Sagacity Partners with Eyeota, a Dun & Bradstreet company, to Give Brands Access to a fresh new view of the UK population

Sagacity’s UK consumer universe is now available digitally for the first time – giving advertisers rich, real-world, compliant data to power hyper-targeted campaigns

Sagacity, a leading data intelligence company, has partnered with Eyeota, a global source of audience solutions empowering advertisers worldwide, to make its powerful UK consumer data universe available as a digital service for the first time. Through Eyeota’s global audience marketplace – integrated with over 50 leading ad tech platforms, like The Trade Desk, Google DV360 and Meta – advertisers and brands can now tap into Sagacity’s rich data sets to build smarter, sharper, more targeted marketing campaigns.

Sagacity offers a rich taxonomy of lifestyle, demographic, and behavioural attributes based on postcode locations. And unlike many anonymous, algorithmic or bot-influenced datasets, Sagacity’s data is human-curated and built on verified real-world behaviours – ensuring advertisers engage real people, not proxies. With validated data quality and transparency, the platform tackles longstanding concerns around ad waste, opaque targeting, and trust in digital identifiers.
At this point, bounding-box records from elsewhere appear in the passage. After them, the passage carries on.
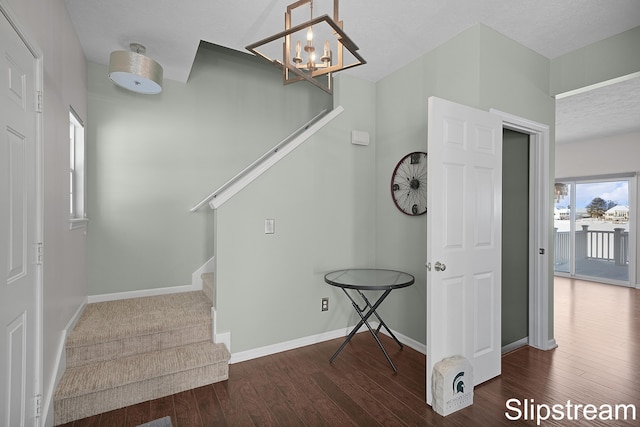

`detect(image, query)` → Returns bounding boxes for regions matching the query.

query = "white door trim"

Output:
[490,108,556,350]
[0,0,44,425]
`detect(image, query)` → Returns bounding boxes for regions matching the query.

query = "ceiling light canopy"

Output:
[108,43,162,94]
[246,0,366,93]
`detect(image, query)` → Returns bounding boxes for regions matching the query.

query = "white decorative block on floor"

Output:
[431,356,473,416]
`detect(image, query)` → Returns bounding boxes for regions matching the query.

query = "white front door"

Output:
[0,13,40,426]
[427,97,502,405]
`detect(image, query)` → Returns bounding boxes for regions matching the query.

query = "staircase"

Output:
[54,277,230,425]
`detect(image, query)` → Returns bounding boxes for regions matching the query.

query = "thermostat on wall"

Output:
[351,130,369,145]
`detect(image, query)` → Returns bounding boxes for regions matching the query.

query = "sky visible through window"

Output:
[555,181,629,210]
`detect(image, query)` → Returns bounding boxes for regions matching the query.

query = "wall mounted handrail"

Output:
[190,106,344,212]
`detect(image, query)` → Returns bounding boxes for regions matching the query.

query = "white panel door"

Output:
[0,13,39,427]
[427,97,502,405]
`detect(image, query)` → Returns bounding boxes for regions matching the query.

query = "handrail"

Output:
[190,106,344,212]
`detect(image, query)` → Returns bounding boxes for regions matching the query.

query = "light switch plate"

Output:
[264,219,276,234]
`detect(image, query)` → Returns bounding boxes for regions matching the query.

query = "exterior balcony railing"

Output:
[553,225,629,266]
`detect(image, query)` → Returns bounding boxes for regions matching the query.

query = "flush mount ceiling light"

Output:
[246,0,366,93]
[108,43,162,94]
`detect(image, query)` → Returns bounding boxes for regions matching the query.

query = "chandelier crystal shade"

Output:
[108,43,163,95]
[246,0,366,93]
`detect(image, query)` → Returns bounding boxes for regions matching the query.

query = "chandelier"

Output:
[553,182,569,203]
[246,0,366,93]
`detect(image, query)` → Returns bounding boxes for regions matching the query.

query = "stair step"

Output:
[54,341,230,425]
[66,291,212,368]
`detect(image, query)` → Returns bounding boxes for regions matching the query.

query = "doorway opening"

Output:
[490,108,557,351]
[501,129,531,353]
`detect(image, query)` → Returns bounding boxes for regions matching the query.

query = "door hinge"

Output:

Already trusted by some of the biggest names in insurance, retail, and not-for-profit, Sagacity’s data will now be available via Eyeota through three core offerings:
• Curated ‘personal shopper’ support – Sagacity acts as a personal data shopper, building bespoke audience segments to match specific campaign goals with surgical precision.
• Combined and enriched with Eyeota – Brands can now overlay Sagacity’s postcode-level data with digital identifiers from Eyeota’s global audience platform – making it easier to locate the right audiences and convert intent into action.
• Self-service – Pre-built subsets – such as age or gender – within postcode areas are available instantly, giving brands the ability to respond quickly to last-minute briefs or market shifts.
“Brands need to reach the right audience and filter out the bots, which account for nearly 30% of global online ad spend,” said Tony Munday, Head of Digital at Sagacity. “Our data is created by people, for people, using verified real-world interactions. That means brands can confidently target real consumers – whether affluent Canary Wharf commuters browsing high-end watches, or busy families planning a holiday while shopping at the supermarket. Partnering with Eyeota is a major milestone in our mission to enable hyper-personalised, privacy-conscious campaigns. Together, we’re helping brands and agencies build long-term, value-driven relationships, grounded in trust, relevance and data transparency.”

The partnership comes at a time when brands are navigating a perfect storm: regulatory pressure is mounting – while AI-driven marketing is accelerating at pace. These forces make data quality, transparency and compliance more essential than ever.

Sagacity’s data is built with compliance at its core, giving brands the confidence to reach real, addressable audiences in ways that align with both evolving regulation and rising consumer expectations. For marketers, this means not only improved performance, but the assurance that every campaign is privacy-conscious, future-ready, and reputationally sound.

This new standard of quality, compliance and granularity is now available through Eyeota’s Audience Marketplace – offering agencies and brands a smarter, safer way to target with precision.

“Sagacity brings one of the UK’s richest and most scalable datasets into our ecosystem,” said Jessica Saunders, Vice President, Global Partner Success & Operations at Eyeota. “We are extremely excited for brands and agencies to gain access to audiences created from 80 million postcode-level, human-verified records – enabling real connections with real people. This partnership gives advertisers a new level of precision and confidence, reinforcing our ongoing mission to help brands build trusted, high-impact relationships in an increasingly fragmented digital world.”